As part of this discussion, Trailblaze posed the question “What does a safe campus look like to you?” on a message board outside the Pit. Students were allowed to write their responses, many of which indicated that they believed there was definitely room for improvement on campus.

Some of these responses included “[the ability to walk] back to my room safely,” “not ‘blaming it on the alcohol,’” “not having to worry about what I wear,” and “[the belief that] ‘no means no.’”

Trailblaze is trying to create this safer campus through examining and amending the current policy regarding sexual assault, as well as generating their own policy based on the week’s discussions and during Wednesday night’s policy Hack-a-Thon.

Other events from the week include teach-in modules on Tuesday and “Take the Lead” on Thursday. Both focused on motivating and empowering all university students to invest in ending rape culture on college campuses.

Students reflected on what they hope to see as a result of this initiative.

Before Trailblaze Action Week, most students were unaware of the sexual assault policy in place on campus. However, a number of students worked to create new sexual assault-related policy that is clearer, stricter and, most importantly, specific to Wake Forest.

Ground rules were established for all the discussions as a means to make the space inclusive and safe for survivors of sexual assault.

The Hack-a-Thon on Wednesday, Oct. 21, focused on specific areas in Title IX policy, such as Wake Forest’s specific definition of consent.
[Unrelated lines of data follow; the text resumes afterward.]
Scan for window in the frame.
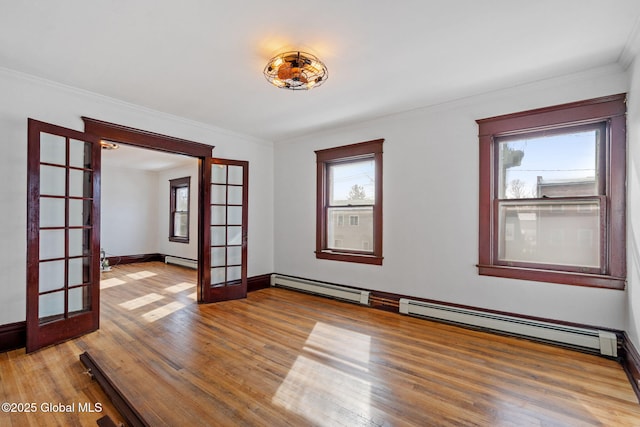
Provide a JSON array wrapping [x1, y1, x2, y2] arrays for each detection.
[[169, 177, 191, 243], [316, 139, 384, 265], [477, 94, 626, 289]]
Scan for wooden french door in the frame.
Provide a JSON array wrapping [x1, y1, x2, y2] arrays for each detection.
[[27, 119, 100, 352], [200, 158, 249, 302]]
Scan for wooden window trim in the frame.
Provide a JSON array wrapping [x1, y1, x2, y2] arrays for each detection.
[[169, 176, 191, 243], [315, 139, 384, 265], [476, 94, 626, 289]]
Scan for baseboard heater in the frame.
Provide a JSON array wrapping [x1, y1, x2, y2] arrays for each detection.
[[164, 255, 198, 270], [271, 274, 370, 305], [400, 298, 618, 357]]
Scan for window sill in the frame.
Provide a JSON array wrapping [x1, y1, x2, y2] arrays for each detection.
[[169, 237, 189, 243], [477, 265, 626, 290], [316, 251, 382, 265]]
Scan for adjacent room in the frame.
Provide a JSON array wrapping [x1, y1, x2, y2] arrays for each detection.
[[0, 0, 640, 426]]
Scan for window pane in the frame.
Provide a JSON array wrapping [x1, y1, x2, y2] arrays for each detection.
[[40, 230, 65, 259], [498, 200, 601, 268], [69, 169, 92, 197], [69, 257, 91, 286], [211, 247, 227, 267], [327, 207, 373, 252], [38, 291, 65, 323], [228, 186, 242, 205], [227, 246, 242, 265], [69, 286, 90, 314], [69, 228, 91, 257], [40, 197, 66, 227], [38, 261, 64, 292], [211, 165, 227, 184], [211, 267, 226, 286], [211, 185, 227, 205], [40, 132, 67, 165], [176, 187, 189, 212], [173, 212, 189, 237], [328, 159, 376, 206], [227, 227, 242, 245], [211, 226, 227, 246], [40, 165, 67, 196], [229, 166, 243, 185], [227, 206, 242, 225], [498, 128, 601, 199], [69, 139, 91, 169], [211, 206, 227, 225], [69, 199, 92, 227]]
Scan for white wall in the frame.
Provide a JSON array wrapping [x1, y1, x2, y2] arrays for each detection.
[[624, 57, 640, 348], [100, 163, 159, 256], [275, 67, 628, 329], [0, 69, 274, 325], [153, 159, 199, 259]]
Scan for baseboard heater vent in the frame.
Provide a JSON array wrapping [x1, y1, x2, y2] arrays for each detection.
[[271, 274, 370, 305], [164, 255, 198, 270], [400, 298, 618, 357]]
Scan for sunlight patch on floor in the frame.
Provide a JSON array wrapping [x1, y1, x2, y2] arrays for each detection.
[[272, 322, 371, 426], [118, 293, 164, 310], [142, 301, 185, 323], [100, 277, 127, 289], [127, 270, 157, 280], [164, 282, 196, 294]]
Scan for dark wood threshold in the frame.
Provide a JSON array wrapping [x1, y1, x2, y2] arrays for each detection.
[[0, 322, 27, 353], [80, 351, 149, 427], [247, 274, 271, 292], [621, 332, 640, 402], [107, 254, 164, 267], [96, 415, 118, 427]]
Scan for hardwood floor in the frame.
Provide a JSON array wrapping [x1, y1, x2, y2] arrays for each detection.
[[0, 263, 640, 426]]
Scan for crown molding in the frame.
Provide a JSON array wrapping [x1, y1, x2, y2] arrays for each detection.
[[0, 66, 273, 147], [618, 16, 640, 71]]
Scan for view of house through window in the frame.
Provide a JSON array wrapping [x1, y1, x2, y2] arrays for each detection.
[[477, 94, 626, 289], [497, 125, 606, 269], [316, 139, 384, 265], [169, 177, 191, 243], [327, 159, 375, 252]]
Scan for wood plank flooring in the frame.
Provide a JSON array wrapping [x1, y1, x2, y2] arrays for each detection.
[[0, 263, 640, 426]]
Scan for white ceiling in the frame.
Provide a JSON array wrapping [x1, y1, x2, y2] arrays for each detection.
[[102, 144, 198, 172], [0, 0, 640, 141]]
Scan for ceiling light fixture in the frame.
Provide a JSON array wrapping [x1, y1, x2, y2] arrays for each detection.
[[264, 51, 329, 90], [100, 139, 120, 150]]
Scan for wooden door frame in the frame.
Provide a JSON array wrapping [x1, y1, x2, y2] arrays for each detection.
[[82, 116, 214, 302], [25, 118, 100, 353]]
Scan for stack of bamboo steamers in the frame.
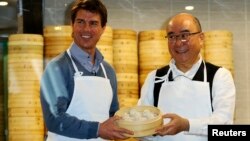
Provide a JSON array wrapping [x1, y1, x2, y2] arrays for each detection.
[[8, 34, 44, 141]]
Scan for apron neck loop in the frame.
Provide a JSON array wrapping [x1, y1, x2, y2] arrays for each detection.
[[202, 60, 207, 82], [67, 49, 83, 76], [100, 63, 108, 78]]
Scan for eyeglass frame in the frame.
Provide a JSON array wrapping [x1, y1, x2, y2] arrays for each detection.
[[165, 31, 201, 43]]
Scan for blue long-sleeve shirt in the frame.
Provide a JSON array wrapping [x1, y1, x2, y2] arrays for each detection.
[[40, 43, 119, 139]]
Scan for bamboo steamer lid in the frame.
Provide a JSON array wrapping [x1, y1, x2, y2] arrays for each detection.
[[8, 107, 42, 117], [139, 30, 166, 41], [114, 64, 138, 74], [43, 25, 72, 38], [115, 106, 163, 137], [8, 116, 44, 131], [8, 92, 41, 108], [118, 97, 138, 108], [8, 63, 43, 72], [97, 45, 113, 65], [113, 29, 137, 40], [118, 81, 138, 90], [102, 25, 113, 39], [116, 73, 138, 82], [8, 130, 44, 141], [8, 45, 43, 55], [204, 30, 233, 39], [96, 26, 113, 65], [117, 88, 139, 94], [44, 36, 73, 46]]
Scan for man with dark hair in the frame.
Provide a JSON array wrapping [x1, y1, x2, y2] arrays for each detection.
[[41, 0, 133, 141], [138, 13, 235, 141]]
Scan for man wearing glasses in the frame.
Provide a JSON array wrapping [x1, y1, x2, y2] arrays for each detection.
[[138, 13, 236, 141]]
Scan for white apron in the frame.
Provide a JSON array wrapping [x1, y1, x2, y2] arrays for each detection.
[[157, 62, 212, 141], [47, 50, 113, 141]]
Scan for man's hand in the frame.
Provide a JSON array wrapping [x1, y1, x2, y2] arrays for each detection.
[[156, 114, 189, 136], [98, 116, 134, 140]]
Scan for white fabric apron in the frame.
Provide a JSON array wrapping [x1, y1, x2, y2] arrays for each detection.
[[47, 50, 113, 141], [157, 62, 212, 141]]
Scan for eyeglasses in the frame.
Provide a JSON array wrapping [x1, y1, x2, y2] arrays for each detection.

Students were encouraged to examine the existing policy as well as formulate their own policy recommendations.

“Giving students a way to get involved with this kind of policy has never happened before,” Alexa King, the Trailblaze Action Week coordinator, said. “However, students should have an impact on this policy because it affects all of us every day.”

The change begins with the students, and through amending policy, members of Trailblaze are hoping and expecting to see positive changes on campus. Though it can be difficult to address this issue, talking about and taking steps to end sexual assault are crucial in creating a safer campus for all Wake Forest students.